Bien jolie, il est vrai, cette cour; plus ensoleillée et aérée, et fleurie que 
la plupart des jardins de ville. Sorte de longue avenue de branches 
vertes et de fleurs, bordée au midi par de vieux petite murs bas d'où 
retombaient des rosiers, des chèvrefeuilles, et que dépassaient des têtes 
d'arbres fruitiers du voisinage. Longue avenue très fleurie donnant des 
illusions de profondeur, elle s'en allait en perspective fuyante, sous des 
berceaux de vigne et de jasmin, jusqu'à un recoin qui s'élargissait 
comme un grand salon de verdure,--puis elle finissait à un chai, de 
construction très ancienne, dont les pierres grises disparaissaient sous 
des treilles et du lierre. 
Oh! que je l'ai aimée, cette cour, et que je l'aime encore! 

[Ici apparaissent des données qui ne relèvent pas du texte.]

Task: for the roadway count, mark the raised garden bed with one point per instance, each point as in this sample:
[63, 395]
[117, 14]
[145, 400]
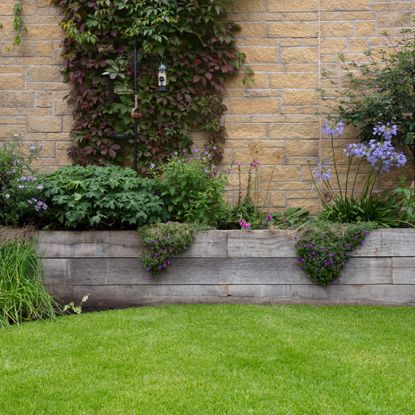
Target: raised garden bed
[223, 267]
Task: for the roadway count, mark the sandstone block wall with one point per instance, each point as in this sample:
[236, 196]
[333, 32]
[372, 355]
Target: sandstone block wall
[289, 44]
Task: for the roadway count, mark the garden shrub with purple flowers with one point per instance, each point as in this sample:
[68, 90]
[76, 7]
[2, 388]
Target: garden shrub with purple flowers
[324, 247]
[20, 197]
[162, 241]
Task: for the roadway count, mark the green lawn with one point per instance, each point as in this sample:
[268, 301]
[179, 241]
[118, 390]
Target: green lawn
[223, 359]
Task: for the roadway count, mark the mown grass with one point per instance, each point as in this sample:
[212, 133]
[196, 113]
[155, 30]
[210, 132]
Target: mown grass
[205, 359]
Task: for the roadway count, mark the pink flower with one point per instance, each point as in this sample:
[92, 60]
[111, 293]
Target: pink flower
[244, 224]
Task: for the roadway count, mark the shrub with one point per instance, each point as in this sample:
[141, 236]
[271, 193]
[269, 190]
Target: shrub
[324, 248]
[163, 240]
[193, 191]
[345, 204]
[20, 202]
[22, 294]
[388, 82]
[101, 198]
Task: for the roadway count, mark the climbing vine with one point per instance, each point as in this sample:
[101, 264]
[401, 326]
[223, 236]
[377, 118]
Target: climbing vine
[18, 23]
[195, 39]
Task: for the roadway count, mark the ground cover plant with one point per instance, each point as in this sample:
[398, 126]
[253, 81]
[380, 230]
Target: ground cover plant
[20, 200]
[323, 248]
[202, 360]
[100, 198]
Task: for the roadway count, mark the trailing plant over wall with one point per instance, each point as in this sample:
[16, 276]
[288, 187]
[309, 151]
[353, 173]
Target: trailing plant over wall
[324, 248]
[195, 39]
[162, 241]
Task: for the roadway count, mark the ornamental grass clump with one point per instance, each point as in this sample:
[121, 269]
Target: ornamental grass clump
[22, 293]
[324, 248]
[342, 202]
[162, 241]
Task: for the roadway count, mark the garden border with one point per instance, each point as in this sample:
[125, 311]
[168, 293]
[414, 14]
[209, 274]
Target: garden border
[223, 267]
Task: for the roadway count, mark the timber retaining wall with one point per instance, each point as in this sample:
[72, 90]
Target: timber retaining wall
[223, 267]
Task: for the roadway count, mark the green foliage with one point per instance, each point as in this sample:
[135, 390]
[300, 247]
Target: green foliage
[18, 23]
[100, 198]
[193, 191]
[162, 241]
[194, 38]
[381, 208]
[72, 308]
[324, 247]
[405, 196]
[383, 91]
[245, 211]
[19, 188]
[22, 294]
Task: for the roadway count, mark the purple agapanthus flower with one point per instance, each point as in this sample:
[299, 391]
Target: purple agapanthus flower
[323, 171]
[336, 131]
[387, 131]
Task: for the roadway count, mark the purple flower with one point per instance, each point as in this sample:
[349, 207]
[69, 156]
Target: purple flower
[322, 171]
[244, 224]
[40, 206]
[387, 131]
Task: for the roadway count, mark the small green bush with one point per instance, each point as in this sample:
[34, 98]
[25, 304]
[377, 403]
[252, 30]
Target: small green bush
[22, 294]
[163, 240]
[20, 202]
[101, 198]
[324, 248]
[193, 191]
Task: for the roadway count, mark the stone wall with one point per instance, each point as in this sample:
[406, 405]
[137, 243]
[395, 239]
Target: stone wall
[223, 267]
[289, 43]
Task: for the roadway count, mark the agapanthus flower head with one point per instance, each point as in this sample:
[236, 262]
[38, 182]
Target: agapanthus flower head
[334, 131]
[323, 171]
[244, 224]
[386, 131]
[358, 150]
[382, 156]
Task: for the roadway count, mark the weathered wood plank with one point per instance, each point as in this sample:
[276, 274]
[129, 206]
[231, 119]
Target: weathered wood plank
[389, 243]
[118, 296]
[110, 271]
[404, 271]
[261, 244]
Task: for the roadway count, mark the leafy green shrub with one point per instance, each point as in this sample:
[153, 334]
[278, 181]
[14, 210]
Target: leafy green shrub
[22, 294]
[20, 202]
[193, 191]
[324, 248]
[388, 82]
[345, 203]
[163, 240]
[101, 198]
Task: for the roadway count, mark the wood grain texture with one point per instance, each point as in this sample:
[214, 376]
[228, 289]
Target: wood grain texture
[224, 267]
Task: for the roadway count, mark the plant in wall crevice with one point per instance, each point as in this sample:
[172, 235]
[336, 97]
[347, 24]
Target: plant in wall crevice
[194, 38]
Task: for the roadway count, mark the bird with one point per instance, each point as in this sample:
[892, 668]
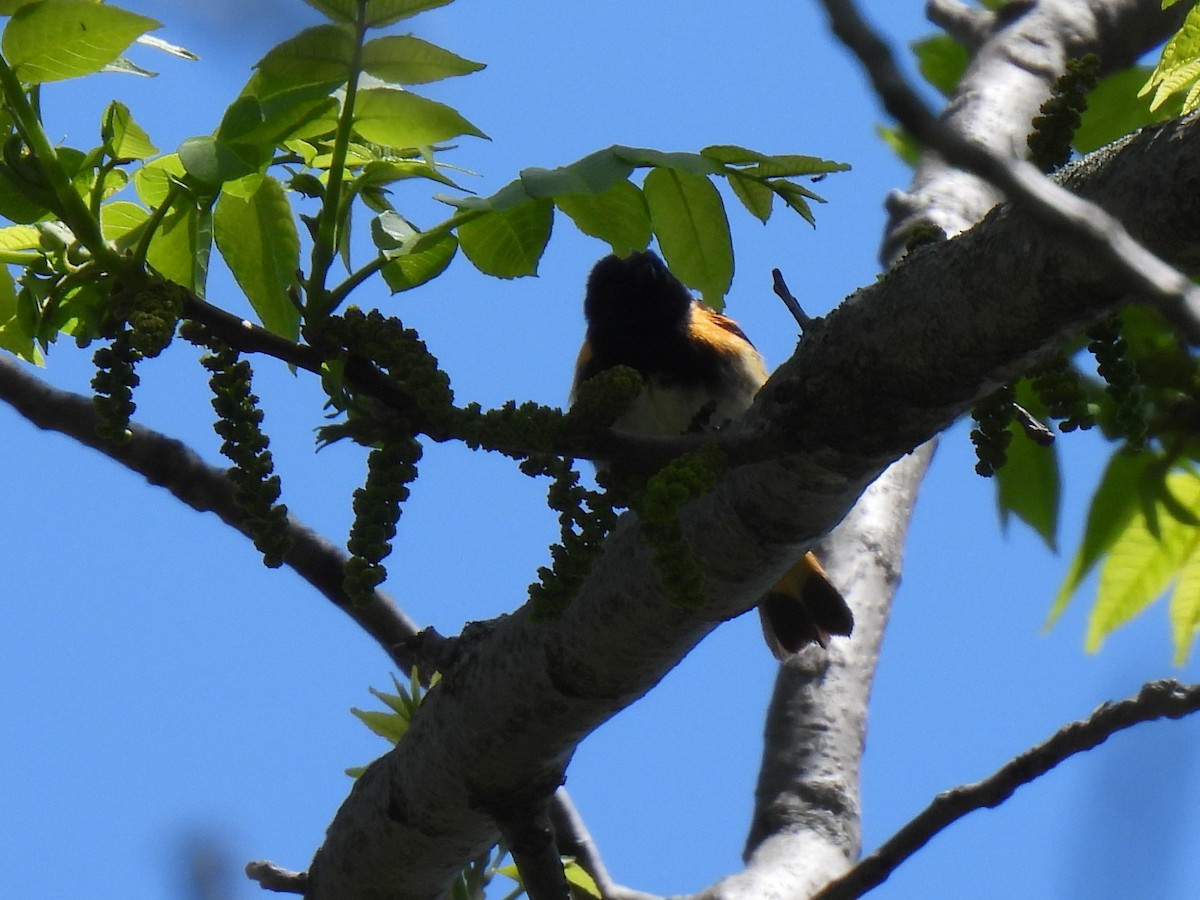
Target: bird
[699, 372]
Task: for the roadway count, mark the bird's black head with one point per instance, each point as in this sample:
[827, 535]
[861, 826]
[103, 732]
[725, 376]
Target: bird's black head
[634, 295]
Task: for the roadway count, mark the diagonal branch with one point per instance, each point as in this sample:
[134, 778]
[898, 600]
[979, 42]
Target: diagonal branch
[169, 463]
[173, 466]
[886, 371]
[1156, 700]
[1175, 294]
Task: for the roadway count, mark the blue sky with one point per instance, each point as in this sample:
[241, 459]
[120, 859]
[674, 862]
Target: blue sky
[162, 690]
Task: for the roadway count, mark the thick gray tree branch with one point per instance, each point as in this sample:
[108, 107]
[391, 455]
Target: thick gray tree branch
[1008, 79]
[1007, 169]
[1156, 700]
[888, 370]
[169, 463]
[173, 466]
[805, 826]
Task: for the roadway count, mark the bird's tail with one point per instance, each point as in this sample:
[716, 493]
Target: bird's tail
[803, 607]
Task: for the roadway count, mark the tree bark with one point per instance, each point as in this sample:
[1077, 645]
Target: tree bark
[805, 828]
[889, 369]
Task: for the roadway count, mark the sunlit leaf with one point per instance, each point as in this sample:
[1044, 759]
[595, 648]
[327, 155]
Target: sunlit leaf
[508, 243]
[257, 238]
[121, 219]
[942, 60]
[693, 163]
[1114, 504]
[53, 40]
[617, 216]
[15, 336]
[1139, 565]
[169, 48]
[179, 247]
[318, 55]
[1027, 486]
[378, 13]
[124, 138]
[594, 174]
[403, 59]
[754, 195]
[153, 181]
[399, 119]
[1183, 610]
[411, 270]
[213, 162]
[693, 229]
[19, 238]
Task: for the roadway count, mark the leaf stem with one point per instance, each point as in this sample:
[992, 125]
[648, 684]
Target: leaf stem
[323, 301]
[72, 208]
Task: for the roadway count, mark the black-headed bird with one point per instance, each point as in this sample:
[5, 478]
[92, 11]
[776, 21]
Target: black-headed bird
[699, 371]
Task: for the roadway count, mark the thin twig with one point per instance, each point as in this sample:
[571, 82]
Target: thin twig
[1174, 293]
[271, 877]
[1156, 700]
[970, 25]
[1035, 430]
[169, 463]
[793, 306]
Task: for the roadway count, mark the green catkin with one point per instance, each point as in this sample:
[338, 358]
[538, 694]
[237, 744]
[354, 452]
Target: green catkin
[114, 383]
[585, 520]
[391, 468]
[1120, 375]
[658, 508]
[1054, 127]
[239, 424]
[1061, 389]
[991, 433]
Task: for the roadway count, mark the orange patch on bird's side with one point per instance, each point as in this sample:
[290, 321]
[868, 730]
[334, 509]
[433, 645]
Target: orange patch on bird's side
[720, 333]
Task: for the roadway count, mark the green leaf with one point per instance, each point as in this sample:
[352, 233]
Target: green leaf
[508, 243]
[23, 237]
[15, 336]
[1179, 57]
[693, 229]
[755, 196]
[123, 137]
[153, 181]
[53, 40]
[213, 162]
[379, 12]
[1027, 486]
[16, 203]
[693, 163]
[411, 270]
[318, 55]
[1113, 508]
[258, 240]
[617, 216]
[1183, 610]
[778, 166]
[399, 119]
[594, 174]
[577, 877]
[942, 60]
[121, 219]
[797, 198]
[390, 726]
[253, 120]
[1114, 108]
[166, 47]
[1139, 567]
[403, 59]
[901, 143]
[180, 246]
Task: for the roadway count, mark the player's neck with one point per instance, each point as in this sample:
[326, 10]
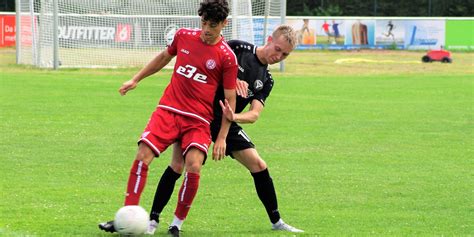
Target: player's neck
[210, 41]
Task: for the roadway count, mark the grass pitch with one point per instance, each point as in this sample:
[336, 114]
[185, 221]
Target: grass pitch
[382, 149]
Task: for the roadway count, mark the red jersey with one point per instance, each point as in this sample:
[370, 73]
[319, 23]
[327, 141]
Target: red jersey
[326, 27]
[199, 70]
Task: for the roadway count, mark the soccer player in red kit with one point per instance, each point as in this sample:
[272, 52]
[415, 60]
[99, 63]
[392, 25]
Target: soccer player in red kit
[204, 61]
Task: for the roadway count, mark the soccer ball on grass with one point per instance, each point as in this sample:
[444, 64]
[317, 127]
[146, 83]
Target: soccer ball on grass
[131, 220]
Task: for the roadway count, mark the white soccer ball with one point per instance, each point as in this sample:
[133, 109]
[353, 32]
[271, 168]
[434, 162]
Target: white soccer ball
[131, 220]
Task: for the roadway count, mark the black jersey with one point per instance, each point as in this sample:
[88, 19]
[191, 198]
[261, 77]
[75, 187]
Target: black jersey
[253, 72]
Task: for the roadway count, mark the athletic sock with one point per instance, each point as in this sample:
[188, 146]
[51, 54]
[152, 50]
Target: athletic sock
[163, 192]
[136, 182]
[266, 193]
[187, 192]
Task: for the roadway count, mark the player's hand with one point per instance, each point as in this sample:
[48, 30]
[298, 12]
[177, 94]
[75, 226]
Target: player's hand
[127, 86]
[227, 111]
[242, 88]
[218, 152]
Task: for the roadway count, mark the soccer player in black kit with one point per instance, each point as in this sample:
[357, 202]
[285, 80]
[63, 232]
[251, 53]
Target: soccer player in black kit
[253, 72]
[254, 86]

Les plus pénétrants premiers souvenirs que j'en aie gardés, sont, je crois, 
ceux des belles soirées longues de l'été.--Oh! revenir de la promenade, 
le soir, à ces crépuscules chauds et limpides qui étaient certainement 
bien plus délicieux alors qu'aujourd'hui; rentrer dans cette cour, que les 
daturas, les chèvrefeuilles remplissaient des plus suaves odeurs, et, en 
arrivant, apercevoir dès la porte toute cette longue enfilade de branches 
retombantes!... Par-dessous un premier berceau, de jasmin de la
Virginie, une trouée dans la verdure laissait paraître un coin encore 
lumineux du rouge couchant. Et, tout au fond, parmi les masses déjà 
assombries des feuillages, on distinguait trois ou quatre personnes bien 
tranquillement assises sur des chaises;--des personnes en robe noire, il 
est vrai, et immobiles--mais très rassurantes quand même, très connues, 
très aimées: mère, grand'mère et tantes. Alors je prenais ma course pour 
aller me jeter sur leurs genoux,--et c'était un des instants les plus 
amusants de ma journée. 
 
IX 
...Deux enfants, deux tout petits, assis bien près l'un de l'autre, sur des 
tabourets bas, dans une grande chambre qui s'emplissait d'ombre à 
l'approche d'un crépuscule de mars. Deux tout petits de cinq à six ans, 
en pantalons courts, blouses et tabliers blancs par-dessus, à la mode de 
ce temps-là; bien tranquilles, après avoir fait le diable, s'amusant dans 
un coin avec des crayons et des bouts de papier,--l'esprit inquiété d'une 
vague crainte cependant, à cause de la lumière mourante. 
Des deux bébés, un seul dessinait, c'était moi. L'autre--un ami invité 
pour la journée par exception--regardait faire, du plus près qu'il pouvait.